Descartes makes a complicated argument.
That phrase is only meant to sum up his point.
I can silence my mind and not think at all
I don't know what this means. It sounds like nonsense to me. Awareness requires thinking.
(I) don't know what ontological means
Ontology is the study of what exists.
As opposed to:
Epistemology, which is the study of what can be known.
And:
Phenomenology, which is the study of what we experience.

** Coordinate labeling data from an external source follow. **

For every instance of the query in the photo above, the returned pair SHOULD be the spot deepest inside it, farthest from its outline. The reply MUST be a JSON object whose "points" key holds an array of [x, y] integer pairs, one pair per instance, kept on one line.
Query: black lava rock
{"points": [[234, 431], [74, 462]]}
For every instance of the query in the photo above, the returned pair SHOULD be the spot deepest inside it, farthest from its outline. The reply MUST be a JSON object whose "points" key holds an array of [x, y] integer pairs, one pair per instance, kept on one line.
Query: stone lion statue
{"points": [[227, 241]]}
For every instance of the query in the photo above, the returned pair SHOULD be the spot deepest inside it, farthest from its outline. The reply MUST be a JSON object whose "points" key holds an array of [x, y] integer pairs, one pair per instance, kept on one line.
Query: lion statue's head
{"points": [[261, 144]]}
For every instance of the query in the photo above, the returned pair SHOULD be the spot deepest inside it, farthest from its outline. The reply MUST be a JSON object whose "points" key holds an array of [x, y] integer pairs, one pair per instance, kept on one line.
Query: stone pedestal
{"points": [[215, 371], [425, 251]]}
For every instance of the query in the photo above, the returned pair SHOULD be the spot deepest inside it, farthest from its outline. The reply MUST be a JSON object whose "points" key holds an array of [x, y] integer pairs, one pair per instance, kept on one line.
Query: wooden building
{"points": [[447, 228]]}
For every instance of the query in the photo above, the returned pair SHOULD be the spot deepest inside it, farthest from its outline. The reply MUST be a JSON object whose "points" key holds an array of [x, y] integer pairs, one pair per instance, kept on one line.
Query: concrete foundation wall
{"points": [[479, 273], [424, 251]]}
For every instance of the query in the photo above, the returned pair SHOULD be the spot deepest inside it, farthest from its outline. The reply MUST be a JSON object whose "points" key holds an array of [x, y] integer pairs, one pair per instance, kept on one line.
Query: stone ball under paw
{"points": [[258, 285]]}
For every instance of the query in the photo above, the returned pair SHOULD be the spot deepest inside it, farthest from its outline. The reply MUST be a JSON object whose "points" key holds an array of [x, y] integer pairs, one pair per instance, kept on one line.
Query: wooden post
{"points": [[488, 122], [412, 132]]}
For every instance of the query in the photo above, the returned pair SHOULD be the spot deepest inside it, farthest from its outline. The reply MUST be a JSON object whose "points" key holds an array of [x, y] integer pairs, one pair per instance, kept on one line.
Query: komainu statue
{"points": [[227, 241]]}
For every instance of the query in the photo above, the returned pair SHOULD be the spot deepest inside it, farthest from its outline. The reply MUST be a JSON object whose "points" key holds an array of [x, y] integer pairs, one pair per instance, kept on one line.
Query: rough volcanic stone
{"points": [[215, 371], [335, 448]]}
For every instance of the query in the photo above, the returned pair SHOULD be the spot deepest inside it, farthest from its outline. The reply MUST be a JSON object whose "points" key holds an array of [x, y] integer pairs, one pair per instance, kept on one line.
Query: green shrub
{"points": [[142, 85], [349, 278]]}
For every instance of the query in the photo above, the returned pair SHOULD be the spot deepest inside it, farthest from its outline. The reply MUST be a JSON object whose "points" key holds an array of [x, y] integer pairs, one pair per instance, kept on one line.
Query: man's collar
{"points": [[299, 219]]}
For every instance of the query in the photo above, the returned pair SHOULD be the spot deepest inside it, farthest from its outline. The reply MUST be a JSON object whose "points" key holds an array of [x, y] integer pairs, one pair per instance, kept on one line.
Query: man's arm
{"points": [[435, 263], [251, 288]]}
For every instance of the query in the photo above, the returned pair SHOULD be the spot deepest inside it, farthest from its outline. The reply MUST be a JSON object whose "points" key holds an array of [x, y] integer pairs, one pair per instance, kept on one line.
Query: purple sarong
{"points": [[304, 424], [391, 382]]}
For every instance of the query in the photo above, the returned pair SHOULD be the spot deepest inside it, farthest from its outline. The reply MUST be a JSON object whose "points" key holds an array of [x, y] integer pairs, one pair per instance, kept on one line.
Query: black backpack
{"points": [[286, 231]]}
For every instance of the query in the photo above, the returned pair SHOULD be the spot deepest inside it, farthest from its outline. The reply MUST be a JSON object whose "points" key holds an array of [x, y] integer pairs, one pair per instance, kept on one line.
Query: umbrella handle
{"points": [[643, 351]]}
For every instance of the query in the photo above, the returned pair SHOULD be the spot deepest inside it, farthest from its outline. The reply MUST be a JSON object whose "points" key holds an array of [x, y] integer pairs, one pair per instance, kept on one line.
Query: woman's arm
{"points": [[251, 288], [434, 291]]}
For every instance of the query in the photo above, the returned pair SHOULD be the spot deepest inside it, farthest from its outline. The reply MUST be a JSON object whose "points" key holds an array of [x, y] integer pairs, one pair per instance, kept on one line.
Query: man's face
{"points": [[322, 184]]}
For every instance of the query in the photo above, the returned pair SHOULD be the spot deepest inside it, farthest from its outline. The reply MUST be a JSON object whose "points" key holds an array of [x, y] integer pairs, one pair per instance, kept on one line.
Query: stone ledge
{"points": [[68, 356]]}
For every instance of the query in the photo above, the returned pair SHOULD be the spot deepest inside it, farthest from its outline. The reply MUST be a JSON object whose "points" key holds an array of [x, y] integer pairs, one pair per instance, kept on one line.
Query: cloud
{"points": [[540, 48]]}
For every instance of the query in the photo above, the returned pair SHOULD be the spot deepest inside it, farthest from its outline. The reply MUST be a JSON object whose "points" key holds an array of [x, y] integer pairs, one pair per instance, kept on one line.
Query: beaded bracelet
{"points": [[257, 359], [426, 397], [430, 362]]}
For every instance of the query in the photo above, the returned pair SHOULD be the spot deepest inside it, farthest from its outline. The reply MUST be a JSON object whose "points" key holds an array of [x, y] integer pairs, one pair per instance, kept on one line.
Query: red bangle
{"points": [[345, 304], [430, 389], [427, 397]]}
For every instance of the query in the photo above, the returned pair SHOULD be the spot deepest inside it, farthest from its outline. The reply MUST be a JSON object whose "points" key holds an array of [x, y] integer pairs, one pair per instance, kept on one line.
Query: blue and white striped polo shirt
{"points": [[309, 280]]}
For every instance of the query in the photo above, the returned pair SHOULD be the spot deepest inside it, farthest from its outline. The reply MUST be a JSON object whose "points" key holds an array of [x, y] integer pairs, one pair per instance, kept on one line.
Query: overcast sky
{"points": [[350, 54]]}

Before you can talk about 'what exists', you have to first define what 'knowledge' is, and how you have access to knowledge.
Well, as said, I am not sure what thinking is
Doesn't matter, if you are questioning what it is, you are thinking.
And what I can be sure about is, that something exists which "makes" thinking possible.
No, all you can be sure of is that thinking exists, it might not have a cause. Thinking might be self-caused.
And if you agree that something cannot come out of nothing
I'd say that is debatable. You're using 'no thing' as a noun, which is useful, but its a function of language. 'Nothing' is just a negation of whatever thing you are talking about. Nothing is not a thing, like an apple is a thing. Nothing is a lack of something.

The real issue here is causation. In our everyday life, we experience a world of cause and effect. The old problem of course is, if everything has a cause, you get an infinite regress of events. That doesn't solve the problem however, that is the problem. Because the next question is, what caused the world be like it is?

Some people address this by saying that there was a 'first cause' which started the ball rolling. But if a first cause exists, then that means that not everything needs a cause, so you really don't need a first cause. There could be a dozen, or a million things that aren't caused. You could have random events.

Causation is problematic... and that's not even getting into the 'problem of induction'.

Since in my second statement I claim eternal existence, then in this context evolution is not just adaption to circumstances but, say, a progression of beingness and awareness.
If something is eternal, then progress is meaningless. In order to have progress, you have to have a significant difference between point A and point B. But if the universe is eternal... any difference between any points becomes insignificant.
I imagine God not as some being, person or thing, but as a "state of beingness".
I don't have much use for supernatural explanations, they don't really explain anything, and they tend to just add further complications.
Also, life is not only about "reaching the final station", but equally important is the voyage itself.
I'd say the voyage is the only important thing.